Showing Posts For Seginus.4763:
I like the swiftness. Like evilapprentice, and many other players I’m sure, I do not use Signet of Shadows. The swiftness on dodge benefits plenty of people, not to mention that Vigor on every dodge might be too strong since it would significantly increase the frequency of dodging.
I don’t like it. Attunement swapping does need some tweaking, but this is not it.
Call it bias, but one of the things I absolutely hate is how Engineer’s weapons are balanced around having Kits. I like running only Turrets (yeah I know they’re underpowered, but I like the style), and because of this I am stuck with a single weapon (among only three to choose from), which lacks versatility.
Even if Elementalist was to be changed to this, it would require enormous overhauls to the whole class. All attunement-based traits would have to be scrapped, every weapon ability would need to be rebalanced, not to mention the fact that this would make Conjures redundant. Also, what would F1-F4 become?
Elementalist needs to be balanced around its current design without attempting to drastically change core mechanics. It’s weaker than most classes, and requires a lot more effort for the return, but it’s a mechanically sound class.
Eh, too much of a hard counter for my taste.
I agree to a certain degree.
I like the idea of each attunement being more geared towards a certain style, as it describes on our bar anyway. Fire being damage, burn, and AoE, Air being heavy direct damage + control, Water being support and healing, and Earth being DoT and defensive based. Right now, however, many attunements don’t feel like they live up to this standard.
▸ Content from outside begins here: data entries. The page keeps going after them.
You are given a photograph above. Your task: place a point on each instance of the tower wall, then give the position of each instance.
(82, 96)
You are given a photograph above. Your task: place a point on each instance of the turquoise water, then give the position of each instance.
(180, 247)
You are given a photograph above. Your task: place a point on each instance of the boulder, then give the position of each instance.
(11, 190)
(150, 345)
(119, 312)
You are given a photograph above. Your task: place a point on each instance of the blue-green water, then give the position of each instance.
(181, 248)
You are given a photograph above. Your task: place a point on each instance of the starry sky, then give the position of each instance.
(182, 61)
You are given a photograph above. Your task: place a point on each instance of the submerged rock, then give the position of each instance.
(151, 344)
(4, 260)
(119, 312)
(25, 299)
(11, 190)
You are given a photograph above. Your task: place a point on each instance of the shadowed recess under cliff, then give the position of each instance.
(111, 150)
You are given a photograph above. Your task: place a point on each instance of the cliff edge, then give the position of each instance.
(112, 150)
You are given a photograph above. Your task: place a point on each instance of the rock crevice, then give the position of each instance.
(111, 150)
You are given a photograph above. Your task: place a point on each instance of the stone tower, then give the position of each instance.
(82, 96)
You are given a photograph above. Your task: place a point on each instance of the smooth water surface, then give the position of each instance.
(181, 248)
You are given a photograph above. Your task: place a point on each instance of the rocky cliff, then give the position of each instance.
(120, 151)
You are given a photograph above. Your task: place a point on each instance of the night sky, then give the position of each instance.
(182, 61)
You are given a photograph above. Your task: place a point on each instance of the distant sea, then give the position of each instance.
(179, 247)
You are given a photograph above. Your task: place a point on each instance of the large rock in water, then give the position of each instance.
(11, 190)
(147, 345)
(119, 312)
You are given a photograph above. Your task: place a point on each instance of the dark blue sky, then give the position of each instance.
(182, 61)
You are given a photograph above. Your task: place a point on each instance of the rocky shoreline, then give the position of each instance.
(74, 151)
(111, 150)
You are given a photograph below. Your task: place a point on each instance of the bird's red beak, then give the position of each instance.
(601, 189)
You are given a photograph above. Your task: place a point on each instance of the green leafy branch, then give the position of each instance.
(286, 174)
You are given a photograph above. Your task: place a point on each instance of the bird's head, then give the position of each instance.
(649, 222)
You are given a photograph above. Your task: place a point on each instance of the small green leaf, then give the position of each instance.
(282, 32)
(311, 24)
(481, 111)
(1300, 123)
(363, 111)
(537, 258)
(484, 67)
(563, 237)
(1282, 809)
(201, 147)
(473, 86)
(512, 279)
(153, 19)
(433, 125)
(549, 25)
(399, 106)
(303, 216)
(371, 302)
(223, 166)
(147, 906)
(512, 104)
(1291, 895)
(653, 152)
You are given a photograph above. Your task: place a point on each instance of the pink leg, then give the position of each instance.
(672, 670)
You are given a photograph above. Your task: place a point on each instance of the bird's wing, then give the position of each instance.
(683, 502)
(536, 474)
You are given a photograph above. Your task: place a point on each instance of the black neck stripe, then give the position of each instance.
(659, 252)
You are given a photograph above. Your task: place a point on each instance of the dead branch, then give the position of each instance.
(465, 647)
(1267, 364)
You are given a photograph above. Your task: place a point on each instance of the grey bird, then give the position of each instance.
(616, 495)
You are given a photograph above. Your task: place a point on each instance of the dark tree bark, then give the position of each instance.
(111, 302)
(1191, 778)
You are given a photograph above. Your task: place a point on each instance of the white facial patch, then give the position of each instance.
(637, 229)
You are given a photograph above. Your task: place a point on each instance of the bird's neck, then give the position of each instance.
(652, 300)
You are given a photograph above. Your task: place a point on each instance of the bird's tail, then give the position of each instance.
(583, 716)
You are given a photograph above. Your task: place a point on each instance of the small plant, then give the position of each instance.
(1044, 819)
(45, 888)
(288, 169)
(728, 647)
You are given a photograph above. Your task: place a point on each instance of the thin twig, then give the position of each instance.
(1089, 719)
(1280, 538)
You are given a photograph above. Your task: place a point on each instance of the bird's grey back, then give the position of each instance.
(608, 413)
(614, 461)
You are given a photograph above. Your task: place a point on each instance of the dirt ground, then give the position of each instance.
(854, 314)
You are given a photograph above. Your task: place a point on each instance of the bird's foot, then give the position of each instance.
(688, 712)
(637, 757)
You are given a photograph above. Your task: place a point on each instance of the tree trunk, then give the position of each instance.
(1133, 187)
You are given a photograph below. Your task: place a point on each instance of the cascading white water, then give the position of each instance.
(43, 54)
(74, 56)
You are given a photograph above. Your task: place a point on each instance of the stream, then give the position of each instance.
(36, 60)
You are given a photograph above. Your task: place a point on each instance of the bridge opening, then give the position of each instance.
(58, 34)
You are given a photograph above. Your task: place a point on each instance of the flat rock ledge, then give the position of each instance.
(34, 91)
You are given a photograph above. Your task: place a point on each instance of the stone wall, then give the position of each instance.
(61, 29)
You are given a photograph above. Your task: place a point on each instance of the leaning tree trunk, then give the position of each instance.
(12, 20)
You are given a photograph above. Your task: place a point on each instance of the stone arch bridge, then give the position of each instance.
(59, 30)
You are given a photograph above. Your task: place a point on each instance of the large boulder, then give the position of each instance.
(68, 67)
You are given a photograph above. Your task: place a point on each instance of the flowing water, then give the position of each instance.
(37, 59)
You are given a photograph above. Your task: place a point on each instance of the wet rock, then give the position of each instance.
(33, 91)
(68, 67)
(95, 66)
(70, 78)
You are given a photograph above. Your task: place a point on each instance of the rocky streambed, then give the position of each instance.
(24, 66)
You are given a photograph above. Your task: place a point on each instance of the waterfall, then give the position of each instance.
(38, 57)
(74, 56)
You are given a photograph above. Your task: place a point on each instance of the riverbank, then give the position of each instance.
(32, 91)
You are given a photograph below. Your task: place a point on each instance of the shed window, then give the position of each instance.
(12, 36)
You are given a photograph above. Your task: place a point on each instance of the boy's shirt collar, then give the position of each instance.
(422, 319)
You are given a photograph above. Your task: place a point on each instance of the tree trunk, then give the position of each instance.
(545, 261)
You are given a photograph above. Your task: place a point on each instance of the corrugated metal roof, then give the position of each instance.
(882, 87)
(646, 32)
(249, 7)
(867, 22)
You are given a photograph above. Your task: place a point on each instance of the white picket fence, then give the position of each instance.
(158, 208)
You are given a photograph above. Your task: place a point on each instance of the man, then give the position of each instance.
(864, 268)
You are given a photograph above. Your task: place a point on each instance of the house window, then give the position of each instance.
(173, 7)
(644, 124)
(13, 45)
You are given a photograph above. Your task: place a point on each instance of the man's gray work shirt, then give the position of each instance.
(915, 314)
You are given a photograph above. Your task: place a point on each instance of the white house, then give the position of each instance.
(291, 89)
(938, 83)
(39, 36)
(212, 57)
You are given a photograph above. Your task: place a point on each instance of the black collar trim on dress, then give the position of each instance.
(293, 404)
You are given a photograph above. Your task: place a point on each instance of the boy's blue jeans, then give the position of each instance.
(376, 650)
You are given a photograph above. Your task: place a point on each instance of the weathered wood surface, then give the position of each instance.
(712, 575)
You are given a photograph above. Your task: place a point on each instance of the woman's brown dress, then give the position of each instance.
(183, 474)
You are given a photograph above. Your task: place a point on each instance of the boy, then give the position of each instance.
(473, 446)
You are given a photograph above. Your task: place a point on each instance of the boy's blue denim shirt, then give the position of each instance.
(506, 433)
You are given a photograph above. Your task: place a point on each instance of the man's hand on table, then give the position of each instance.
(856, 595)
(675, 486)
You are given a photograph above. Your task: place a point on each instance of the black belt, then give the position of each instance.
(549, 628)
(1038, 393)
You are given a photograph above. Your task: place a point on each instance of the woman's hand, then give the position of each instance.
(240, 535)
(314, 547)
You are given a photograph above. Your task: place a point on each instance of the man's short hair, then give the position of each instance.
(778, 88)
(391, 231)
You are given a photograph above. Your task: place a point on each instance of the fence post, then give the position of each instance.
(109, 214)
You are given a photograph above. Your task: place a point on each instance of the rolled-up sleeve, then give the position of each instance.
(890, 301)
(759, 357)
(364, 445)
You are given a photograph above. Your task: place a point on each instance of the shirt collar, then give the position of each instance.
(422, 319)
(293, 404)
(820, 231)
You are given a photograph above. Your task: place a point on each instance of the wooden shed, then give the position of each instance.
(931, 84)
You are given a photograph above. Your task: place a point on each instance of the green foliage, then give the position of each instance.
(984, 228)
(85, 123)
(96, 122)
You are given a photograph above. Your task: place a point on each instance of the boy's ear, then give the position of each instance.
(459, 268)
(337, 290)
I feel that they should make each attunement more specialized in it’s function, as described above. However, I don’t expect each attunement to only be that; that should just be that attunement’s primary focus. For example, you could go into Air for far more CC utility (Daze/Stun, Blind, Blowout, etc.), but you still have some in other attunements, just to a lesser degree (like Chill in Water, or Cripple in Earth).
This is total speculation and may have no accuracy at all:
Healing in most MMOs generates large aggro, and I suspect Guild Wars 2 is no different. If that’s true, maybe our Virtue of Resolve is constantly increasing our aggro.
I dunno. Aggro formulas in this game seem more complex than a simple damage/healing done factor; but I have no idea what all factors into it.
Definitely the Leap Finisher. I started a Thief after all of the talk of Heartseeker spamming, and vowed to not do that. So I mainly use it for the Leap Finisher/gap closer aspect of it, especially when combined with Smoke Screen for stealth or Throw Gunk for chaos armor (or any other convenient combo field, really).
Make Spite Give Power and Precision and make Curses give Condition Damage and Condition Duration.
This will not happen, pretty much ever (no offense).
Each tree for every class has a primary stat and a secondary stat:
Primary:
- Power
- Precision
- Toughness
- Vitality
- Mechanic Stat – for Necro, it’s Hunger (Life force pool)
Secondary:
- Malice (Condition Damage)
- Expertise (Condition Damage)
- Concentration (Boon Duration)
- Compassion (Healing Power)
- Prowess (Critical Damage)
Each tree has one of each; making it where a single tree had two primary stats would make it easily outshine the rest of the trees.
So Guardian lose 33% of their hp because they can "support? Considering all classes should be able to support, heal, tank dps to some degree.
Guardian is mostly a melee in your face with a few ranged options compare to other classes. So why should they also get Hp of a caster?
The main reason they have a lower HP pool is their Virtues. Virtue of Resolve gives them constant HP regen, and Virtue of Courage nullifies an attack every 40 seconds, which greatly improves their survivability.
Since they always have these (assuming you don’t pop them for group support), they needed a lower HP pool for balance. If they had Warrior level health with these benefits, they would be greatly overpowered.